Anyway, so finally last year of medical school, my husband and I decided, well… and then I couldn’t get pregnant again. So for the next three years I was trying to get pregnant while working. So we decided to give ourselves a prize of going to Europe after medical school. I was supposed to go get the passports, but my period was late. So I thought, “Well, I’ll just wait another day, and another day, and another day,” and it never came. And I was pregnant and we never went to Europe. We had a lovely boy and we moved to Boston. So I didn’t work for a long time after that. I was finally a mother. Then we had a second, you know the second one. And then the marriage dissolved. That’s another story. And I hung out and took care of my kids, but then they were teenagers then.

And I got sort of antsy and I thought, “Well, I should really try to get a job,” but I hadn’t worked like in 15 years and I didn’t- what could I do. My son’s like, “Mom, you’ve been doing all this stuff being a mother. Sure, you can do a lot of things.” So I got a job with a guy who was publishing college textbooks and it was a one-man job and he wanted an assistant. So I helped him do whatever had to be done with that. And then I forget why that ended. I don’t know. I forget why I stopped doing that job. But at that time, I think at around that time I started… In the ’90s I found out that the AIDS epidemic, a good friend of mine, Simon, had AIDS. And here I was in this big house with all this space.

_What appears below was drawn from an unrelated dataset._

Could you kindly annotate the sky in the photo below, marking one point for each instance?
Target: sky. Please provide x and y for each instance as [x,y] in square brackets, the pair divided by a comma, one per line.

So, I think I mentioned this before, I rented rooms on my second floor to people with AIDS for about five years. And because of that, I heard about a program that a neighbor was involved with called the hospitality program, where people who had extra rooms in their homes let people who came to Boston for medical care stay there instead of spending all that money on a hotel. So I thought, “Well, it’d be nice. I could have people who came to see people about AIDS. Would be a very nice thing together.” So we started with that and at that time, the hospital outreach coordinator job became open at this program and I thought, “Hmm, I can do that.” So I became the hospital outreach coordinator, which meant I went around to all the hospitals to make sure people knew about this program. It was a wonderful, wonderful program. It’s still going on now. It’s called hospitality homes now. For a hospitality program that anybody can stay. For any reason. And there are lots of people, their kids have gone off and there are these rooms. And it’s just a great program. And that was really the best job I ever had. It was just wonderful. Just running around to all these hospitals. Oh, but these people, for continuing education, they got credit for listening to me tell them about this program. It was hilarious.

Yes, this was my last job, I think it was. And then my daughter was about to have another baby, living in New York. I was 70 years old, I remember. And I thought, “What am I doing here? I’m sick of running down to New York every month to see my granddaughter. This is silly. Why don’t I just move to New York?” So I told my son, who was living in California. He said, “That’s a great idea, mom.” And I told my daughter and she said, “Oh, I can just see you at the Park Slope Food Coop.” And she was right, I just love the Coop. So anyway, I quit my job. I sold my house. I moved to Fort Greene, three blocks from my kids. And you don’t know if that’s going to work out being so close to your kids. It doesn’t work for everybody. We didn’t know. But after a year we knew it was fine. So we bought a house together down the street. They’re downstairs. It’s perfect. It’s so comfortable to have them down there. And my son moved back to Boston to be closer to his family. His father is not well in Boston, so he’s close to him and he’s close to us, so. Anyway, I feel so lucky.